While the app itself is a joy to consume, I judge there to be a few missing capabilities.  First of all, there is no pinch to zoom.  WIRED is notorious for using smaller typefaces in their publication and their eZine is no exception.  This is a capability that is natural to those using the iPad (or iPhone for that matter) that it is a constant frustration.  I don’t know what is ‘under the hood’ as far as the app is concerned, but something tells me that I am looking at (in some cases) a rasterized image instead of real text.  Very disappointing.

Along that same hunch, I cannot select any text in the articles.  So, for example, if I wanted to pull a quote out and tweet about it, SOL.  To add insult to injury, many of these advertisements want to take me to a website, so instead of popping a browser window right there in the app, they want to drag me out of the app (kicking and screaming!) and into Safari to view the content.  Fat chance.  WIRED really dorked this one up because I am totally willing to go view some advertising content if you didn’t break the (mostly) seamlessness of the app.

Lastly, you navigate through an article by swiping up and down.  This is pretty cool, except there is no indicator that an article/advertisement/etc. has additional content.  The app has me constantly trying to swipe down to find the hiding content and it’s a source of frustration when there’s nothing there.  It would have been much better if there were a standard visual indicator for additional content.

In the end, WIRED has done well in partnering with Adobe on creating a strong format for digital magazines.
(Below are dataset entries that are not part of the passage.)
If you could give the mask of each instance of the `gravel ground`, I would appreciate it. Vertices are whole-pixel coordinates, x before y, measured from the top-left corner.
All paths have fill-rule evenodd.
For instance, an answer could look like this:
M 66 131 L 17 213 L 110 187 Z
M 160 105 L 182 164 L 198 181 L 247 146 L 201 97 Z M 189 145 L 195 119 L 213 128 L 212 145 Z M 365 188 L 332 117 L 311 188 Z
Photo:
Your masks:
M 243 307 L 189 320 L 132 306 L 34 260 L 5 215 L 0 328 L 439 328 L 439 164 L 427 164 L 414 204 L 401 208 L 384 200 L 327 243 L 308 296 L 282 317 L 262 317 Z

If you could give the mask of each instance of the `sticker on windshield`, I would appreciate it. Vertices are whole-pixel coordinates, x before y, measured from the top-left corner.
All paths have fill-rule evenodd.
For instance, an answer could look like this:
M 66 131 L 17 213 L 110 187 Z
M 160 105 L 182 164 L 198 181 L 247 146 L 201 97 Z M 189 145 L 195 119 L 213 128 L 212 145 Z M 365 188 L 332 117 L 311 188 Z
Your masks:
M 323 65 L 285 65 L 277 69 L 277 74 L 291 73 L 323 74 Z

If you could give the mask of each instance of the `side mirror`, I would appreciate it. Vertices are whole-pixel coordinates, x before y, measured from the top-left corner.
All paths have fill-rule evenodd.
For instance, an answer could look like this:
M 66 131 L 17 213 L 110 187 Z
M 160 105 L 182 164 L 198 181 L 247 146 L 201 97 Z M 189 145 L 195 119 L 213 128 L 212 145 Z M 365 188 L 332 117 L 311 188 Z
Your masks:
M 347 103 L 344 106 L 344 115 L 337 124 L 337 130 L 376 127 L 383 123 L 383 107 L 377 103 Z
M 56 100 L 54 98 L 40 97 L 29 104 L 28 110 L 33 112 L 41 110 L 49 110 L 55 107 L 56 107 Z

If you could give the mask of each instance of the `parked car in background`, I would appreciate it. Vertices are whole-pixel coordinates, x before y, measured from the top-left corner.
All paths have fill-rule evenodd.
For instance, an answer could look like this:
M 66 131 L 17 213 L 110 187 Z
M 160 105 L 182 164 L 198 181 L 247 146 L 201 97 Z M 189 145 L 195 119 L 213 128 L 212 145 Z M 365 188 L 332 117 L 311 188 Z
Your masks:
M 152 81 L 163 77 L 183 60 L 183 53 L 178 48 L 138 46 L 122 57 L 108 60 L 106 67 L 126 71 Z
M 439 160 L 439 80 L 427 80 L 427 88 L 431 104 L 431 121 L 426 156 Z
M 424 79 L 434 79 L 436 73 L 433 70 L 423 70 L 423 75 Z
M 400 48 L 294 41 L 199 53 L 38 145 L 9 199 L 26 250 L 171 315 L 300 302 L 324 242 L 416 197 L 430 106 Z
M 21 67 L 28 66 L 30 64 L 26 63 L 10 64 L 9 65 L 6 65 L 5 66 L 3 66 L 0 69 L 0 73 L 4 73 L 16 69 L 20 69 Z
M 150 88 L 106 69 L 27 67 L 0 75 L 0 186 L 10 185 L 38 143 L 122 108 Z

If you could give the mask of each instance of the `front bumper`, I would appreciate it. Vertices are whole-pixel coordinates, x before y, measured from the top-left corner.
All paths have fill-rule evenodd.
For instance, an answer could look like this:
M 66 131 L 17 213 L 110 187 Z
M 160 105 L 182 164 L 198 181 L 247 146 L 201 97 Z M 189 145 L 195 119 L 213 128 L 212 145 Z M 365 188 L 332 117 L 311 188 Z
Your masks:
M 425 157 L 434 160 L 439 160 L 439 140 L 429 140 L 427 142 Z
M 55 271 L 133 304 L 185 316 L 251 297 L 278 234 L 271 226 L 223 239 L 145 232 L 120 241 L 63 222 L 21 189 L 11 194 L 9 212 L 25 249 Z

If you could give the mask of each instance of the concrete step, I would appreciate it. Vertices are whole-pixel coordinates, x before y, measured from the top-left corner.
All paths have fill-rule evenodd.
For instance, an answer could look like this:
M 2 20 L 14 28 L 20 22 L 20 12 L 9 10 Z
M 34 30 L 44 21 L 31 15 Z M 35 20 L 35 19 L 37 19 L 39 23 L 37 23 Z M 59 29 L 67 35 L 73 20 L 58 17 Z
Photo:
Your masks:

Shore up the deficiencies in the first iteration and we’ll have a situation that WIRED is hoping for:

"We also think it's an opportunity to reset the economics. For the first time people may value this experience so much that they'll pay for it."

At $5 bucks a pop, that’s a lot of ground to make up.  I’m not sure if the experience was so mind blowing that I’d plunk down five bucks per issue, but if nothing else you ought to purchase this first issue just to experience the possibilities.

P.S. Since this app has Adobe’s stink all over it, will WIRED run into problems with Apple putting the kibosh on Flash-based apps in the future???